Creativity Is Like Giving Birth
Posted from Royal Oak, Michigan--
Creativity is an amazing thing. Give a speech, build a house or write a song and the thing lives on in ways you can never imagine.
I've always liked the song The Sun Ain't Gonna Shine (Anymore). The verse isn't much, but the hook in the chorus happens fast and just won't let go. Ya gotta love a song that gets right to the point. I like people who are that way, too.
I own the Jules Shear version and had never heard any other act cover the song, so I thought he might have written it. Turns out that the tune has been recorded by a hundred artists including Cher in 1996. Actor Alan Rickman even sang it in Truly Madly Deeply.

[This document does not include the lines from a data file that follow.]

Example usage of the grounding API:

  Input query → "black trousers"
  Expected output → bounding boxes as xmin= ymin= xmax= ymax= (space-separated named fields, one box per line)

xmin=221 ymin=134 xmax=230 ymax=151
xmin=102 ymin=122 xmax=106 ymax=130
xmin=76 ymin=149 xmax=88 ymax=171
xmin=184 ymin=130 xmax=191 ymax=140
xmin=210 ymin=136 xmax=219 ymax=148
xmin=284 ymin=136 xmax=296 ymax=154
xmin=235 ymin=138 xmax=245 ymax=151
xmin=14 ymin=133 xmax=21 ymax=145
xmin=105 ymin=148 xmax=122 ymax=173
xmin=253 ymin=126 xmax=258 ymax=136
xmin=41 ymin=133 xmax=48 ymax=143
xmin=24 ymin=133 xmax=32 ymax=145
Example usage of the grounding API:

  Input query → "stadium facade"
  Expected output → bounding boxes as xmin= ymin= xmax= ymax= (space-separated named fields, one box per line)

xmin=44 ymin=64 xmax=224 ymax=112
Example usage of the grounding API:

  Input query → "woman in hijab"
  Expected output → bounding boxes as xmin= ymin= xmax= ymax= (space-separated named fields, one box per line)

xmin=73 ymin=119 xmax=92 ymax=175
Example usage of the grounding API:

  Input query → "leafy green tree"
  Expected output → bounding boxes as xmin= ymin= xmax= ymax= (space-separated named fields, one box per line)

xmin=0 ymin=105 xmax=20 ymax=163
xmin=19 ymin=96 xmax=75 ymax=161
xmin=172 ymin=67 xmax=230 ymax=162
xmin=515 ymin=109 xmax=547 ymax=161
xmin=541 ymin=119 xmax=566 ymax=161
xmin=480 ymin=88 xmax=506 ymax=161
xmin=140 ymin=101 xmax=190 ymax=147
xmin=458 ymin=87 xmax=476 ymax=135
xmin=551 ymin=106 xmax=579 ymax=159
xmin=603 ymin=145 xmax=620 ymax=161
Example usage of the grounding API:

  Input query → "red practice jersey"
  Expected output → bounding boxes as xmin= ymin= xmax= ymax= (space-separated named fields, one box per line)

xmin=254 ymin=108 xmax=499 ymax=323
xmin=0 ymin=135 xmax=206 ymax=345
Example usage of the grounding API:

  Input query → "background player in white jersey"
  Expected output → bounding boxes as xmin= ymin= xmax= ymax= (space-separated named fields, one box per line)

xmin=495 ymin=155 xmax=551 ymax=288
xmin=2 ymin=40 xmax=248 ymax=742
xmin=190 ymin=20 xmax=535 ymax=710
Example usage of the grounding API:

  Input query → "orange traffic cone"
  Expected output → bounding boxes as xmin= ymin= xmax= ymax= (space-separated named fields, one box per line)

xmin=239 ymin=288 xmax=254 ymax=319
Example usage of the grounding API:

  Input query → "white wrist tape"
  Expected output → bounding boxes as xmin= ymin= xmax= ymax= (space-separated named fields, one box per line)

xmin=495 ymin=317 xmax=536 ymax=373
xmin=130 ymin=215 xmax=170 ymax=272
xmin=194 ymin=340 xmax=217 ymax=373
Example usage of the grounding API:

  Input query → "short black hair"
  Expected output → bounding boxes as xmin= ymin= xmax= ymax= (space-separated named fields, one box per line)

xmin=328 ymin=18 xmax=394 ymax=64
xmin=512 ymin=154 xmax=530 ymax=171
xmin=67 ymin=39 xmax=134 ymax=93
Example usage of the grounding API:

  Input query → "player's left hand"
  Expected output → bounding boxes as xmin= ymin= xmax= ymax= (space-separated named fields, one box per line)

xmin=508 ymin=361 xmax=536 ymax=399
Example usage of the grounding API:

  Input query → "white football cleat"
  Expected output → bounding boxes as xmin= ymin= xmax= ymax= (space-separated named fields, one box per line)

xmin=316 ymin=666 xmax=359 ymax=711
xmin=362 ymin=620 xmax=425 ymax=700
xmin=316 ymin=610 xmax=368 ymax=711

A California group called The Walker Brothers actually did best with the song way back in 1966. Nobody in the band was named Walker and they weren't brothers, but that's besides the point.
Here's the best part. The song was written by Bob Crewe and Bob Gaudio, the hit-making team for Frankie Valli and the Four Seasons (Walk Like a Man, Can't Take My Eyes Off Of You, etc.). Both Crewe and Gaudio are in the Songwriters Hall of Fame. They get a royalty every time their song is performed or played.
Valli recorded The Sun Ain't Gonna Shine as a solo artist one year earlier than the Walker Brothers, but didn't do nearly as well with it. So, this simple song that was originally recorded back in 1965 had a life of its own long afterward.
The story of Frankie Valli and the Four Seasons, by the way, is now being told, er, sang to sold-out audiences as the musical Jersey Boys. Ideas spawns ideas.
Creativity is like giving birth. Whatever you create grows into a life of its own. Now, go give that speech, build that house or write that song.